Most dog shows are about the exotic canine factor. But at the Karnataka Veterinary, Animal and Fisheries Sciences University grounds here, the idea was to showcase and popularise native Indian breeds.

On display were the Karnataka Mudhol, Pashmi Hound, Rajapalyam, Chipparai and Caravan. The event showcased the agility of these breeds, many of which had once been used for hunting.

The event had over 171 entries on day one and will host contests (an obedience competition and an overall championship) and exhibitions featuring over 535 exhibits from around the world on Sunday. Pet owners and dog breeders from Karnataka, Tamil Nadu and Maharashtra participated. A small segment in the evening was dedicated to showcasing agility by making trained dogs jump hurdles or run fast on a zig zag course.

Yathinder of the Mysore Kennel Club said the idea behind hosting an event exclusively featuring native dogs was to ensure that in the bid to own and rear exotic dogs we do not end up losing our native canine germplasm. “A few decades ago, India had 28 difference breeds of dogs. Now a majority of these have become almost extinct. Thus it is necessary to showcase and promote what we have.”
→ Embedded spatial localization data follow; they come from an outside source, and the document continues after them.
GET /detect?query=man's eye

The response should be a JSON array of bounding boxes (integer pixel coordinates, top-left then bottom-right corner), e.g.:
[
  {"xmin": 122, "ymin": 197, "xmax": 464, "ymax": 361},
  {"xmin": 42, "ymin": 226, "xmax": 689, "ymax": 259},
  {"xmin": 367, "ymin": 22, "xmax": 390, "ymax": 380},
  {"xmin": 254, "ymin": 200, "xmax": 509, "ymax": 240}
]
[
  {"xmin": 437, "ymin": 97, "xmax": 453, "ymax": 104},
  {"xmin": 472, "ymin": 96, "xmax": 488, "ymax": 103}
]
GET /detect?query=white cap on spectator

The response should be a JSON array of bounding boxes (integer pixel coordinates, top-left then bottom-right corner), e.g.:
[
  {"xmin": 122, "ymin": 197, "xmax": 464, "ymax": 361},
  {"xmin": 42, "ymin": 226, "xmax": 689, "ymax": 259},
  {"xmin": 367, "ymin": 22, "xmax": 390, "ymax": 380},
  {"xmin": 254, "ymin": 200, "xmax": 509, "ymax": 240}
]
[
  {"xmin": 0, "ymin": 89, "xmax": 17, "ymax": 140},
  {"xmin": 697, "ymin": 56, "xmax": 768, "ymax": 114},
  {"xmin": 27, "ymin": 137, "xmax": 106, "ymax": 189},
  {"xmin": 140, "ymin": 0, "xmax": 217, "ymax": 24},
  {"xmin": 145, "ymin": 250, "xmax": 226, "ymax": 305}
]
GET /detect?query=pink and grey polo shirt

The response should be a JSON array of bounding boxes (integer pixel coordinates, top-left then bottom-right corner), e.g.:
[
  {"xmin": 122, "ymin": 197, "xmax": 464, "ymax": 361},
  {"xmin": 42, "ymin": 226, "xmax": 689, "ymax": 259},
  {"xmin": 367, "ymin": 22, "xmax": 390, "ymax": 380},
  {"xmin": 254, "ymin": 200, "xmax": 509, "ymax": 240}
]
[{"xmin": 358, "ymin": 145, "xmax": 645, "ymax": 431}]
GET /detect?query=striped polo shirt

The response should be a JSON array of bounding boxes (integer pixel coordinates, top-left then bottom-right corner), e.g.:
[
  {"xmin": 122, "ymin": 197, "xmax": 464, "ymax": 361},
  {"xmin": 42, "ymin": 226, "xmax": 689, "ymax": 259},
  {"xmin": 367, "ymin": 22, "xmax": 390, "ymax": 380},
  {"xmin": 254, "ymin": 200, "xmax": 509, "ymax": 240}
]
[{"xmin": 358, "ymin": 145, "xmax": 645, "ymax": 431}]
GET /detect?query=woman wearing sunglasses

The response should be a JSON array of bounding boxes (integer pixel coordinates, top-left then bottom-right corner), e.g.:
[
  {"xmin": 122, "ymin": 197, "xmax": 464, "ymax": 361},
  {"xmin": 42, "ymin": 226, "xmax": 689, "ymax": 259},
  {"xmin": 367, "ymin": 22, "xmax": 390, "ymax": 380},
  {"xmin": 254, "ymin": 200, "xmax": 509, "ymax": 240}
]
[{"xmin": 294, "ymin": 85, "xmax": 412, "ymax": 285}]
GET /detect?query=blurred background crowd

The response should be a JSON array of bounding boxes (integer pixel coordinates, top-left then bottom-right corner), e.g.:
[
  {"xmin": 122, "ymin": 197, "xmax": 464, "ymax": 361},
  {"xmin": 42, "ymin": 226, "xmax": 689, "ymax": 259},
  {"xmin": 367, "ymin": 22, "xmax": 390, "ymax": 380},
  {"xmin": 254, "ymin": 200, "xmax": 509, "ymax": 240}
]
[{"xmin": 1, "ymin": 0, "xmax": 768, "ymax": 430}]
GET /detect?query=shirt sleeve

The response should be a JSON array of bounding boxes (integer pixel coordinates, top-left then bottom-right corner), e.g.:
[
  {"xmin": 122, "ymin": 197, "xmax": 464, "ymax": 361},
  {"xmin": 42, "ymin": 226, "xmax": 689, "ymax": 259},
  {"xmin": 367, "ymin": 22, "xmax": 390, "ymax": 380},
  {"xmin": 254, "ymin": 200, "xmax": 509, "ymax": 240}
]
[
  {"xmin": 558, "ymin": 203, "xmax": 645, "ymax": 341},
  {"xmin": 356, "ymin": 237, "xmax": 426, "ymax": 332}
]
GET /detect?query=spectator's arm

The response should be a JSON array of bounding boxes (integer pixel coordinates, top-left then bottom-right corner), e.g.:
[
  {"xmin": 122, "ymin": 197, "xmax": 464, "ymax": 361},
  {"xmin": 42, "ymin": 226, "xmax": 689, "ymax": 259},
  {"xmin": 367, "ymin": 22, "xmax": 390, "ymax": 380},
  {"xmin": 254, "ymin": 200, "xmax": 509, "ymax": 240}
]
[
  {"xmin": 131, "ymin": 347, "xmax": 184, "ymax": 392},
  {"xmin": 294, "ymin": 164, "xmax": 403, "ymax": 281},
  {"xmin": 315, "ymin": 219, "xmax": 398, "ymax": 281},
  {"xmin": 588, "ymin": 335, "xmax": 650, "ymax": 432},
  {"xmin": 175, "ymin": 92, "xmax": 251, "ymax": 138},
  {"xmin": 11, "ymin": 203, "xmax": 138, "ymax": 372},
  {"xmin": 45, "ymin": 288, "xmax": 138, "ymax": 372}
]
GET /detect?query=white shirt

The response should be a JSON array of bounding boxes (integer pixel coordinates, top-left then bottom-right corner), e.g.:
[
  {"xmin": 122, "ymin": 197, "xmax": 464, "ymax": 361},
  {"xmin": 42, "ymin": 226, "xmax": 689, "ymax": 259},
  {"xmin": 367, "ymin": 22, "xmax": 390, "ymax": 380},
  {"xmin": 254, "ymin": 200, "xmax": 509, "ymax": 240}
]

He said that things had been looking up in recent years for native hounds such as the Mudhol. “Just a few years ago, the Mudhol hound was not valued at all. Today, it is being sold for Rs. 7,500 per puppy.”

He also said that the KVAFSU’s canine research and information centre had been doing good work to promote keeping and rearing these dogs as a means of subsidiary income to farmers. Even the Pashmi hound, a feathered variant of the Mudhol breed, has been selling around this price, he said.

He points out that the mudhol hound, earlier considered inferior to the more exotic hounds, recently won fifth prize at a national contest and dog show in Chennai.